Sydney Hopper, Kenadi Browne, and Brittany Toombs

Teen driving accidents are exceedingly common, and Liberty is no exception. We sift through the most common and dangerous causes of the accidents to aid prevention of the number one cause of teen deaths in America.

Drinking

Young drivers (16-20) are 17 more times likely to die in a crash when they have been drinking. Tip: have a plan if you drink–have someone you can call, or make someone a designated driver.

Drowsy Driving

Warning signs to look for: difficulty focusing, frequent blinking or heavy eyelids, drifting from your lane, or repeatedly yawning or rubbing your eyes. Tip: get enough sleep! Adults need 7 to 8 hours while teens need 9 to 10!

Texting

Nearly half of all U.S. high school students aged 16 or older text or uses social media while driving. Tip: Use #X in the middle of texting to let people know you are driving.

Crash advice from Liberty’s pros:We sat down with Deputy  Dave Montalvo and driver’s education teacher Ron Thruelsen for guidance on what to do if you get into an accident.

1. Make sure you and everyone else in the car are safe.

2. Turn your car all the way off, get out of traffic, and leave your car if it’s smoking or unsafe.

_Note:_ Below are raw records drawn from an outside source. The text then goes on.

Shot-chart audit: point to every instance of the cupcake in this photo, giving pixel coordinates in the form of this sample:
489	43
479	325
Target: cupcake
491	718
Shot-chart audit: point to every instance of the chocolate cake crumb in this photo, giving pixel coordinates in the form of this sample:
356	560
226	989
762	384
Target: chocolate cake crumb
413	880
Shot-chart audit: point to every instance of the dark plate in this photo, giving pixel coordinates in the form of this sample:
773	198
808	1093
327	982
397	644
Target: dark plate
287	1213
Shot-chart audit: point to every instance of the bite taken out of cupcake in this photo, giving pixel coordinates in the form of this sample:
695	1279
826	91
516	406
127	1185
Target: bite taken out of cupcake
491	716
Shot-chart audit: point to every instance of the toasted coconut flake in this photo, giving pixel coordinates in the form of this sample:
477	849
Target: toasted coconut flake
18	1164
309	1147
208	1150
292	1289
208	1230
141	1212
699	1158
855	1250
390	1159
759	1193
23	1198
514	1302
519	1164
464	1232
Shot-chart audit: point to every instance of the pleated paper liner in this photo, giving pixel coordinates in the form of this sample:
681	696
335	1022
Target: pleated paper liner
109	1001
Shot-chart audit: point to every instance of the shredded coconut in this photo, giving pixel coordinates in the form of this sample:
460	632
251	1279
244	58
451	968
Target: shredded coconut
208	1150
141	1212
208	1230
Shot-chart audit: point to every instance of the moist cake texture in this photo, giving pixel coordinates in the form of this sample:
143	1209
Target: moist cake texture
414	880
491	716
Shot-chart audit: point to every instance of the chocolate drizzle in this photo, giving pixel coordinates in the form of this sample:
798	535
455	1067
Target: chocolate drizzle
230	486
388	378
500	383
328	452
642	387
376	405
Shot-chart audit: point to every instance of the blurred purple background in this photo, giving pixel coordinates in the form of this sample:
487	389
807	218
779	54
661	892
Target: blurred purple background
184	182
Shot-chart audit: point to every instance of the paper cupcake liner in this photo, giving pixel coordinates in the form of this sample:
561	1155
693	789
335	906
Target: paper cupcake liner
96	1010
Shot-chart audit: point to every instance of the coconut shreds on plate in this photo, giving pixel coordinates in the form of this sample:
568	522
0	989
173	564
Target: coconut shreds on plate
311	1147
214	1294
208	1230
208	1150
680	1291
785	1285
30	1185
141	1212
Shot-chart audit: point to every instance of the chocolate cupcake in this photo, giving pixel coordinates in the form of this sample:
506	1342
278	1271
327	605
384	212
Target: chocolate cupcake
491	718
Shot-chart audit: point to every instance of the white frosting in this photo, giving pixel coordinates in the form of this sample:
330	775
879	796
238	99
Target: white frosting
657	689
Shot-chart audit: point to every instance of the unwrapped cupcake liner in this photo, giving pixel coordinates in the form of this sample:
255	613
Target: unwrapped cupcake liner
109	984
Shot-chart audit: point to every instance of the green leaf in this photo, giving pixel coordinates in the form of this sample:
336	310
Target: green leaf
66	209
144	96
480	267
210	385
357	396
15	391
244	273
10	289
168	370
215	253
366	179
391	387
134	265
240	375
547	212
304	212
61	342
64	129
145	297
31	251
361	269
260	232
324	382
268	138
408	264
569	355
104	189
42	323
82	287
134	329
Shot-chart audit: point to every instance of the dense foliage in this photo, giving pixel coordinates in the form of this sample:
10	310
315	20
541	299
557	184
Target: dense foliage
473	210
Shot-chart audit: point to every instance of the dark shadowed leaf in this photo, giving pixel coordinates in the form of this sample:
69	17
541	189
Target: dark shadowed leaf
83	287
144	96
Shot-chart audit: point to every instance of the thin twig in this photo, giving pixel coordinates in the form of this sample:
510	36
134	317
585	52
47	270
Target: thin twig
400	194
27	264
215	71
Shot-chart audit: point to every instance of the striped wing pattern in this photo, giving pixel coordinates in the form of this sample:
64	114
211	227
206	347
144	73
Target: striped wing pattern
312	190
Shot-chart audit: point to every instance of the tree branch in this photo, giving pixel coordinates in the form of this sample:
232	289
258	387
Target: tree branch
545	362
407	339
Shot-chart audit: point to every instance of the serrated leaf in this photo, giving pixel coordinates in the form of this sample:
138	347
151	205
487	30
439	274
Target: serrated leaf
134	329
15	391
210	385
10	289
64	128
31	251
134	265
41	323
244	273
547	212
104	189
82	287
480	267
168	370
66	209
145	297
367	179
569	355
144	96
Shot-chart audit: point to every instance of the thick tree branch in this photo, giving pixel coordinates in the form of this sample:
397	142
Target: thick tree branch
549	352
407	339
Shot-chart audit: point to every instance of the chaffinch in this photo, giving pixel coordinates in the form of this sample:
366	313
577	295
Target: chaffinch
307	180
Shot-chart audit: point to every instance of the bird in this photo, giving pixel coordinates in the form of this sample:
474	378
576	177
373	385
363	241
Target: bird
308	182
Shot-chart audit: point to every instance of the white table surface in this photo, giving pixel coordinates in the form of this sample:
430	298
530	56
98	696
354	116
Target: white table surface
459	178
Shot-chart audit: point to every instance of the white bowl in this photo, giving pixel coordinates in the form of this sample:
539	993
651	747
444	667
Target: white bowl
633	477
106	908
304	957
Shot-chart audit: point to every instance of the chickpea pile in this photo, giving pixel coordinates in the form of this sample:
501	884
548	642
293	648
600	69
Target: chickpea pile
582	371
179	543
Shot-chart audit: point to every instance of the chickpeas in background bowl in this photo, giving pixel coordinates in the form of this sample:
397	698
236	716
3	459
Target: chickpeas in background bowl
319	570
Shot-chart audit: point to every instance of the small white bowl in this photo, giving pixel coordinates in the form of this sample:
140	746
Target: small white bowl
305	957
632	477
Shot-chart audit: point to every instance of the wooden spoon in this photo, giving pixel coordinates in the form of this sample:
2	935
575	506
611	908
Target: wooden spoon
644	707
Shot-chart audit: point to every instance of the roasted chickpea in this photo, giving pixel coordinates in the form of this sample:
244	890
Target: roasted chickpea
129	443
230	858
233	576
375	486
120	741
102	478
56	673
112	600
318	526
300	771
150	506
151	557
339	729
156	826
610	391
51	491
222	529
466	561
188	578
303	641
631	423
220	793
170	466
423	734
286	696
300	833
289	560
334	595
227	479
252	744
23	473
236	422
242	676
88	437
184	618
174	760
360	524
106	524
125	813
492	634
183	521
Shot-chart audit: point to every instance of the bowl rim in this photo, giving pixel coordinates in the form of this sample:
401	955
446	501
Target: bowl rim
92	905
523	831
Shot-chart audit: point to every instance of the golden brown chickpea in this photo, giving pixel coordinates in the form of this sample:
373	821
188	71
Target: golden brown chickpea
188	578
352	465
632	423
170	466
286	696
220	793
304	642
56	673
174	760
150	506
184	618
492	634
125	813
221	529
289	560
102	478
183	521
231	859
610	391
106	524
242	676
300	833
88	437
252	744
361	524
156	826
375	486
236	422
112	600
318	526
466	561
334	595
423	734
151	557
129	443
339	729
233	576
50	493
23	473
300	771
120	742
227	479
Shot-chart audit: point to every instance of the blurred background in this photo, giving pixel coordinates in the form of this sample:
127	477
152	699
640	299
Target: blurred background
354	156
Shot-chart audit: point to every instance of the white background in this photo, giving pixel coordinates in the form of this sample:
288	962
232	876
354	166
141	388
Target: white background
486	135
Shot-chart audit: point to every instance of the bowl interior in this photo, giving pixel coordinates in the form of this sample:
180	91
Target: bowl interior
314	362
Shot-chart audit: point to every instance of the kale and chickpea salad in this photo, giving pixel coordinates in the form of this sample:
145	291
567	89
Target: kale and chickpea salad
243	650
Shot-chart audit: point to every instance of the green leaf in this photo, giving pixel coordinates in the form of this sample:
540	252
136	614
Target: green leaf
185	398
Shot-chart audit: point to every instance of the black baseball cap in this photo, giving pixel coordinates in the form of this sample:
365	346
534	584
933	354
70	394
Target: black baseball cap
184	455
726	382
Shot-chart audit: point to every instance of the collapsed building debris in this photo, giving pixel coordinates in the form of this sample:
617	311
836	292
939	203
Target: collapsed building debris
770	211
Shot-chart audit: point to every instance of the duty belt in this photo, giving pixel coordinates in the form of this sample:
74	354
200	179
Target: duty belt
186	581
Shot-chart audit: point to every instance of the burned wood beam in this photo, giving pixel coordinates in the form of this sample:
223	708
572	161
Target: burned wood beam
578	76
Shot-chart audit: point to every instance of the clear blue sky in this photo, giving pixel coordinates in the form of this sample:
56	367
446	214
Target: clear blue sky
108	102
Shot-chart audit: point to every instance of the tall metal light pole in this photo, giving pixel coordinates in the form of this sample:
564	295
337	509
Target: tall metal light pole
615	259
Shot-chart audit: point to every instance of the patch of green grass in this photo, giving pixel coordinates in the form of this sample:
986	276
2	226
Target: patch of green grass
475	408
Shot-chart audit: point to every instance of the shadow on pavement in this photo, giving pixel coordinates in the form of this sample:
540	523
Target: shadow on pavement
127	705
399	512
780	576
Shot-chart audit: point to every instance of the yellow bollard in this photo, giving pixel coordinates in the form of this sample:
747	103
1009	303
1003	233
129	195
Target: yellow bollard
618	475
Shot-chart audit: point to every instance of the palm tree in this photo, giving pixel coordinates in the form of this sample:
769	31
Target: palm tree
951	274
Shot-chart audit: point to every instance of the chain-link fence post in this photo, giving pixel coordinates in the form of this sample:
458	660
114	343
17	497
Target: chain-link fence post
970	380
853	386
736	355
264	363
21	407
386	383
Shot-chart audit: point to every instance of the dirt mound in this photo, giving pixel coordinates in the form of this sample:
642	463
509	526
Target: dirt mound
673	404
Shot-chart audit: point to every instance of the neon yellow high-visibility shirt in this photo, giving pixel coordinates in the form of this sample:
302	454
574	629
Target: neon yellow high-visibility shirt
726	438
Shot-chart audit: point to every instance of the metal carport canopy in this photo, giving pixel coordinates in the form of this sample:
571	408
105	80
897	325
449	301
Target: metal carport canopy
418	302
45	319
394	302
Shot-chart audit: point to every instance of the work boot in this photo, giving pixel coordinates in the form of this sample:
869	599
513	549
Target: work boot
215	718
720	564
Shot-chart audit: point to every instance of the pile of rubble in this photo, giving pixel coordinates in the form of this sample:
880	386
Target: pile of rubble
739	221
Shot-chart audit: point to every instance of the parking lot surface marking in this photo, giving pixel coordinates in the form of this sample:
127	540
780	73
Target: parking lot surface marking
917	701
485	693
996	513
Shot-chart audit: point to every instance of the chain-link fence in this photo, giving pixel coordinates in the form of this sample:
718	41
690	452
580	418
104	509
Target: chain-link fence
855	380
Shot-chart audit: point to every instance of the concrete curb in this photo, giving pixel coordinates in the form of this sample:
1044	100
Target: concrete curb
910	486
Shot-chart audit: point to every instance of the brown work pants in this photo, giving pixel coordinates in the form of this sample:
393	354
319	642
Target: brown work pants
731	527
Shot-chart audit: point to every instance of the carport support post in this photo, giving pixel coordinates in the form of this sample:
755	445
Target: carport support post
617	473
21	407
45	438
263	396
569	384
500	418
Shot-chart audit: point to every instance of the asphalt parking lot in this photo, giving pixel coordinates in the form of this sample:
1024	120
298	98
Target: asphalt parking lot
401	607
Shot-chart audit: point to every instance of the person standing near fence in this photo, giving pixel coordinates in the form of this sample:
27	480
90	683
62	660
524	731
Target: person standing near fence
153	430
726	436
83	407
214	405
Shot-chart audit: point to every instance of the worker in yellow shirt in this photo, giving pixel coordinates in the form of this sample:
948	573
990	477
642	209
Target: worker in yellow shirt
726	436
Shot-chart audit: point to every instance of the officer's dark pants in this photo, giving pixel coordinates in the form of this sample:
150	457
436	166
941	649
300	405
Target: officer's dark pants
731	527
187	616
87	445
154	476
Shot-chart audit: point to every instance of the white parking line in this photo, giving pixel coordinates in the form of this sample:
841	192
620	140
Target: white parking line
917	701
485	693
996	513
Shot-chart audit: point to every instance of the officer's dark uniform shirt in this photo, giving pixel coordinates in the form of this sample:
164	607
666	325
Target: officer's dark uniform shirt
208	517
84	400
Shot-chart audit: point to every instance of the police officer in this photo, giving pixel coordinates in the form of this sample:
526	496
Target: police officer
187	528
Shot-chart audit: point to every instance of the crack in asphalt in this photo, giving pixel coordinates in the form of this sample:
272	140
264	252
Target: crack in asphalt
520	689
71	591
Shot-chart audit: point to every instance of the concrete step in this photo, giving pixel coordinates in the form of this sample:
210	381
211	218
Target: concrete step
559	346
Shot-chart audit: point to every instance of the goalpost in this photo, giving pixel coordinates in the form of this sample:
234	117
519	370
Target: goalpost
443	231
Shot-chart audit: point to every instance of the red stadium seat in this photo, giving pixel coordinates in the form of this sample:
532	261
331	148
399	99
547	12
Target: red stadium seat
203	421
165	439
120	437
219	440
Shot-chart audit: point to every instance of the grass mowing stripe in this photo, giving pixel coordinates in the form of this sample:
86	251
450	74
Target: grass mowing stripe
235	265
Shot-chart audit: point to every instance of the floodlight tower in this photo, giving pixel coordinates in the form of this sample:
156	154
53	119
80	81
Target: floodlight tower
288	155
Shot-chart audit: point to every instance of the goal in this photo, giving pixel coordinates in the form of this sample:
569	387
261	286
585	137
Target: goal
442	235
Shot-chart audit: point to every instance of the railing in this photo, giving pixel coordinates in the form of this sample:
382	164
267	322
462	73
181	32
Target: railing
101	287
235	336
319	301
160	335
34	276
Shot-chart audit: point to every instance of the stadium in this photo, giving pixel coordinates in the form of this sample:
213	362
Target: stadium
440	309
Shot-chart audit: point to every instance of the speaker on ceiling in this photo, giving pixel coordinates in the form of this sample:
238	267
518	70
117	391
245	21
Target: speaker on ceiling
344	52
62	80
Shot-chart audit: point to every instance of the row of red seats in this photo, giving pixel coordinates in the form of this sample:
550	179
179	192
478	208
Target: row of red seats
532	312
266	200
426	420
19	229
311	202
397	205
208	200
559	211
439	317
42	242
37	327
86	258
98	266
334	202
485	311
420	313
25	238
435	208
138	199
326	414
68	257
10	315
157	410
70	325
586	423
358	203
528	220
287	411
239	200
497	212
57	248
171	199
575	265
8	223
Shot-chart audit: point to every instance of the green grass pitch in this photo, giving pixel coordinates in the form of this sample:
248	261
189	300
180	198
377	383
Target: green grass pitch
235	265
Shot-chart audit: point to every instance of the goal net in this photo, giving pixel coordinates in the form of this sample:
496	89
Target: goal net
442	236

3. Aid the injured if there are any, and call 911 so help can arrive.

4. Bring your proof of insurance, license, and registration to the other driver and take pictures and write down his or her information. Take pictures of the scene for your insurance company’s reference, recording the time and place too.

5. Try not to argue, yell, or admit fault, as this could negatively affect you if the case is taken to court.

6. Despite the stress, try your best to stay calm and focus on the task at hand.